O Ministério da Saúde e o Ministério da Justiça e Segurança Pública confirmaram, nesta terça-feira (30), um surto de intoxicação por metanol em São Paulo, que já soma 17 casos suspeitos e três mortes confirmadas. As ocorrências estão sendo monitoradas desde agosto e chamaram atenção pelo crescimento atípico em um curto espaço de tempo.
Casos em alta
De acordo com o ministro da Saúde, Alexandre Padilha, a média histórica do Brasil é de cerca de 20 registros por ano. No entanto, apenas entre agosto e setembro, já foram contabilizados 17 casos suspeitos no estado paulista. “A partir de setembro se identificou quase metade daquilo que normalmente se registra ao longo de um ano. Isso é muito atípico”, afirmou.
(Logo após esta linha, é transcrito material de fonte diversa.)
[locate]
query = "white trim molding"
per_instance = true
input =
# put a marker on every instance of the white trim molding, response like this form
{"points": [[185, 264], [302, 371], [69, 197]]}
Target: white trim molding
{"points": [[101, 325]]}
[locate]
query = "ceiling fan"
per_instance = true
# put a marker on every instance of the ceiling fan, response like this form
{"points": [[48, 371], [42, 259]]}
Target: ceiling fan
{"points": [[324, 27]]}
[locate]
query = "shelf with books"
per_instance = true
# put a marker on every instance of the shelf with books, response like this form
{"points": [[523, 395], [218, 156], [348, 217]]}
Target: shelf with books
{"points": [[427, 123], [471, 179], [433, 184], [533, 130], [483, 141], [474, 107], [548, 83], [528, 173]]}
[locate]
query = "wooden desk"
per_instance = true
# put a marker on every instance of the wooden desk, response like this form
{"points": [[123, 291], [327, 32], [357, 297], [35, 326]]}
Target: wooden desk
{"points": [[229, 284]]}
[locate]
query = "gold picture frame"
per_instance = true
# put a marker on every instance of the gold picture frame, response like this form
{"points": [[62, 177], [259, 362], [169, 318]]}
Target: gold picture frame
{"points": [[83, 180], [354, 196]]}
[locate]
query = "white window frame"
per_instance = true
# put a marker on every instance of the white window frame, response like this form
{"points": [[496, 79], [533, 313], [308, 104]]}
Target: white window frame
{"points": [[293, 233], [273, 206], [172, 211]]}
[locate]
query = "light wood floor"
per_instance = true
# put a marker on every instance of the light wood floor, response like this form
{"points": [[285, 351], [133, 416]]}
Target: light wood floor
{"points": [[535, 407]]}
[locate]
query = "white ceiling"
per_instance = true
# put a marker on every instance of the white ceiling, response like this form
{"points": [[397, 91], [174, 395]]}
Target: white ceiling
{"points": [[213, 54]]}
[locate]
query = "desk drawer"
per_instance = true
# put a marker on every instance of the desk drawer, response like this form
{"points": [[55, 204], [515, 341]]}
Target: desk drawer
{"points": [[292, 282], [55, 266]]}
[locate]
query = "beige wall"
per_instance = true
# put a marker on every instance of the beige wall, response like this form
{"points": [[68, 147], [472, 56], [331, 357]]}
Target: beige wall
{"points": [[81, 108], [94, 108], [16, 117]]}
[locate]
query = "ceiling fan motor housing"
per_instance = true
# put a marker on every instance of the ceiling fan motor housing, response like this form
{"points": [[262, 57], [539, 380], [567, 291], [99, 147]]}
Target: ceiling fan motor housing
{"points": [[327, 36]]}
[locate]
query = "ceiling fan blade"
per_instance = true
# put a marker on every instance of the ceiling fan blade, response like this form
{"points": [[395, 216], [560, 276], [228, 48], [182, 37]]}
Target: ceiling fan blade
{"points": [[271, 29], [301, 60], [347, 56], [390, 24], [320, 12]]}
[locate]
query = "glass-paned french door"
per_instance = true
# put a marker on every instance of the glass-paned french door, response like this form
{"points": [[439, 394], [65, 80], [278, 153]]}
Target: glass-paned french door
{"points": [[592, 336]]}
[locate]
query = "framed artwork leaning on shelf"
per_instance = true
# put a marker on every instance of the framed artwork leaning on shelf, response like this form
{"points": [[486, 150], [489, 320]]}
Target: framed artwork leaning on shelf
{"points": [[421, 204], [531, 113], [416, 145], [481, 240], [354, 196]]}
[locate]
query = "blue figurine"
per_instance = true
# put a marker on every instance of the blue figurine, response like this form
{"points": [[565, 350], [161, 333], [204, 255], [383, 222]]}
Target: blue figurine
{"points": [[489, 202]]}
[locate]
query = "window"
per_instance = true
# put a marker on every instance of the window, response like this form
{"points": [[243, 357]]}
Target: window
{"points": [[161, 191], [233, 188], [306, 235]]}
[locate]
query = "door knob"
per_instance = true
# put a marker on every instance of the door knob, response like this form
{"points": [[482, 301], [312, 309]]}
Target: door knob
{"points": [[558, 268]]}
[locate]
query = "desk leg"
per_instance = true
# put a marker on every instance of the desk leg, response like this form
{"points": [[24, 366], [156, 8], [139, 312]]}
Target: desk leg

A Secretaria Municipal de Saúde (SMS) identificou ainda 13 casos suspeitos em investigação: cinco pessoas receberam alta, cinco seguem em apuração e três permanecem internadas. Já o Centro de Vigilância Sanitária Estadual (CVS) confirmou seis casos e investiga, ao todo, 10 ocorrências em São Paulo.
Sintomas
Padilha destacou que os sintomas podem surgir até 12 horas após a ingestão da bebida adulterada, o que dificulta o diagnóstico rápido. Entre os sinais mais comuns estão dores abdominais intensas em forma de cólica, diferentes de uma simples azia, e alterações visuais, como flashes de luzes ou a chamada “pedra visual”.
“Esses sintomas precisam acender um alerta imediato para a possibilidade de intoxicação por metanol”, frisou o ministro.
Ação da Polícia Federal
O ministro da Justiça e Segurança Pública, Ricardo Lewandowski, determinou a abertura de um inquérito pela Polícia Federal para investigar a procedência das bebidas adulteradas e a rede de distribuição. Também será apurada a possível participação de facções criminosas no esquema e a existência de casos fora de São Paulo.
“A ação da entrada da PF é por suspeitas de que há uma relação com organização criminosa e impacto nacional”, explicou Padilha.
Risco à saúde
O metanol é uma substância altamente inflamável e tóxica, capaz de causar graves danos à saúde humana, inclusive risco de morte. As autoridades reforçam o alerta para que a população evite o consumo de bebidas alcoólicas de origem duvidosa.
O Governo Federal segue mobilizado para conter o surto e garantir o acompanhamento dos casos em todo o país.